Ans. The skeleton of some silica sponges such as Euplectella is renowned for beauty and is in great demand in Japan for marriage ceremonies. A glass sponge belonging to the Hexactinellida class is Euplectella, also known as the Venus flower basket. The sponge is reached by a young shrimp pair, and they develop and are unable to exit the sponge. The shrimps' undergo the process of breeding and the offspring escape in search of a new sponge for them. The shrimps help in cleaning the sponge from the inside, which is in turn rewarded with shelter and food. Further, the shrimps are observed to stay inside sponges till they completely die.
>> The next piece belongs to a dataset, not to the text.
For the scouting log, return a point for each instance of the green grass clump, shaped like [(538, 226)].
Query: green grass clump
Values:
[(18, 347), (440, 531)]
Therefore, the symbiotic relationship of Euplectella sponge shrimps gives an example of the union until death and the dried and dead sponge is offered in Japan as a wedding gift to symbolize the 'till death do us part' affection.

Q2. Give Some Applications of Euplectella.


  • For fiber optics researchers, the glassy fibers that bind the sponge to the ocean floor, 5-20 centimeters (2-8 in) long and thin as human hair, are of interest.

  • The sponge extracts and converts silicon acid from seawater into silica and then shapes it into an intricate glass fiber skeleton.

  • A new type of structural lattice with greater strength to weight ratio has been influenced by its skeletal structure than any other diagonally reinforced square lattices being used in engineering applications.